Somehow, while all of that is going on, America will sustain itself as a superpower and allegedly stay out of the rest of the world’s business…apparently.
Of the USA Stratfor said:
The United States will continue to be the major economic, political and military power in the world but will be less engaged than in the past. Its low rate of exports, its increasing energy self-reliance and its experiences over the last decade will cause it to be increasingly cautious about economic and military involvement in the world. It has learned what happens to heavy exporters when customers cannot or will not buy their products…he one constant will be the continued and maturing power of the United States.
In Asia, Japan will supposedly emerge as the dominant force on the ocean.
Stratfor are predicting aggressive Japanese influence over shipping routes, but that control will depend on the USA backing off somewhat.
Japan has the resources to build a significantly larger navy and a more substantial naval tradition. In addition, Japan is heavily dependent on imports of raw materials from Southeast Asia and the Persian Gulf. Right now it depends on the United States to guarantee access. But given that we are forecasting more cautious U.S. involvement in foreign ventures and that the United States is not dependent on imports, the reliability of the United States is in question. Therefore, the Japanese will increase their naval power in the coming years.
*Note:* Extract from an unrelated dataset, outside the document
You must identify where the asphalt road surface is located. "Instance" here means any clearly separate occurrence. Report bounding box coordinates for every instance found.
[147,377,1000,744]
Not too far away from Japan’s ‘growing navy’, China will be thrown into a bit of a crisis.
It is predicted that the communist superpower will see its economic growth decline, and with that it will not be able to distribute wealth across the entire nation. As a result the ruling party will apparently be forced to become more oppressive to tighten its grip on the country.
Beijing’s growing dictatorial tendencies and an anti-corruption campaign, which is actually Beijing’s assertion of its power over all of China, provide an outline of what China would like to see in the next decade. China is following a hybrid path that will centralize political and economic powers, assert Party primacy over the military, and consolidate previously fragmented industries like coal and steel amid the gradual and tepid implementation of market-oriented reforms in state-owned enterprises and in the banking sector. It is highly likely that a dictatorial state coupled with more modest economic expectations will result.
Following China’s economic stagnation there will be a void that will be filled by 16 smaller nations, known as the PC16.
These countries are Mexico, Nicaragua, the Dominican Republic, Peru, Ethiopia, Uganda, Kenya, Tanzania, Bangladesh, Myanmar, Sri Lanka, Laos, Vietnam, Cambodia, the Philippines, and Indonesia.
International capitalism requires a low-wage, high-growth region for high rewards on risk capital. In the 1880s it was the United States, for example. China was the most recent region, replacing Japan. No one country can replace China, but we have noted 16 countries with a total population of about 1.15 billion people where entry-level manufacturing has gone after leaving China.
So just a few minor tweaks to the face of global politics here and there then.